State to Become Bank’s Biggest Shareholder

During the debate over the banking crisis, the Government resolutely refused to go down the road of nationalising any of the major financial institutions but when the financial markets open tomorrow (Monday), the State will be the biggest shareholder in the Bank of Ireland.

The bank was unable to pay a cash dividend of €250 million due to the state-owned National Pensions Reserve Fund Commission (NPRFC) on Friday and, under EU regulations, the Commission was forced to take a 15.7 per cent stake in the company instead, according to a story in the Sunday Business Post.

The dividend was due to the NPRFC on foot of the preference shares it received in the bank last year in return for its €3.5 billion capital injection. The EU attached conditions to the injection to ensure that neither the Bank of Ireland nor AIB could be viewed as receiving unfair State aid.

The EU has effectively forced the bank to issue shares instead of cash despite the preference of the Government for having the payment made at a future date.
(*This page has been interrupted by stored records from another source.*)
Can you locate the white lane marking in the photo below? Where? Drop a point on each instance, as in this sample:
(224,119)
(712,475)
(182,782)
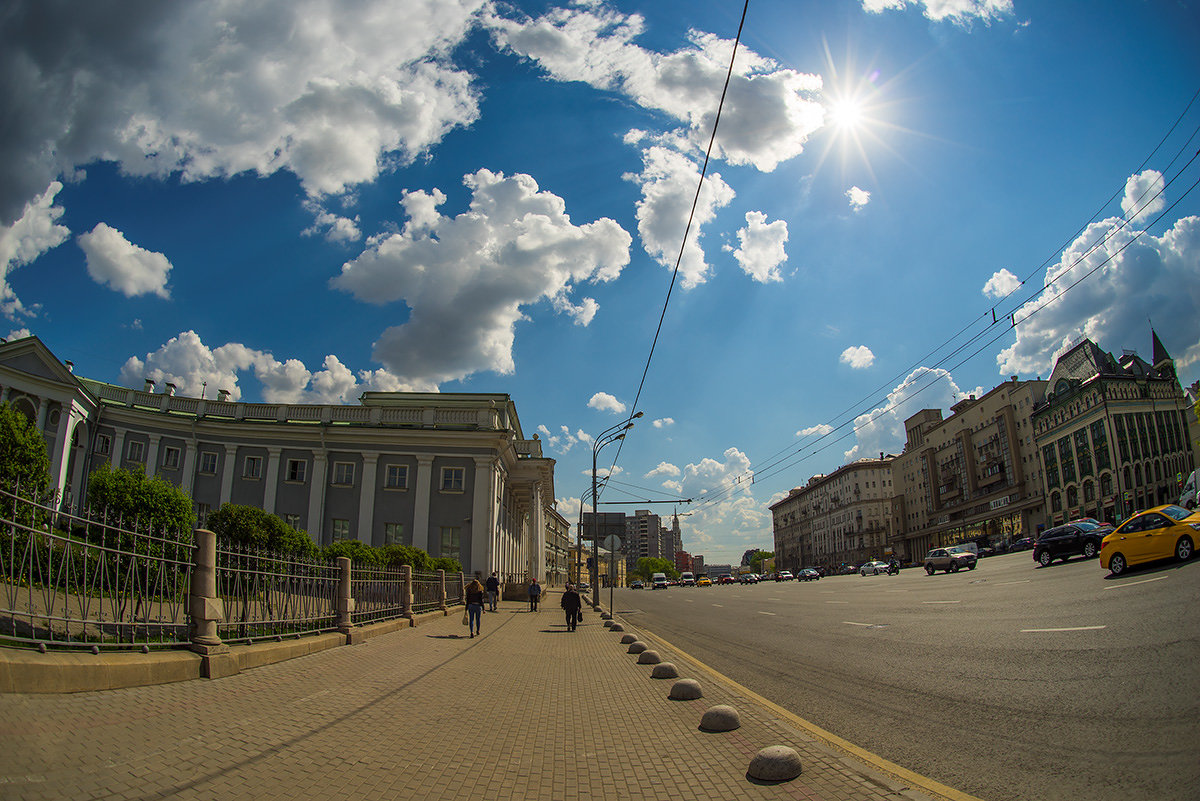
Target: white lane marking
(1145,580)
(1073,628)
The AIB is expected to be in a similar position shortly.

Its dividend payment is due on 13 May – if it is not able to pay in cash, the State, at current share price levels, would end up taking 20 per cent of the bank.

The Business Post also reports that Anglo Irish Bank will transfer around €32 billion of loans to Nama (National Asset Management Agency) in the coming months. This is €4 billion more than was originally expected and, it says, a similar pattern is expected across other banks.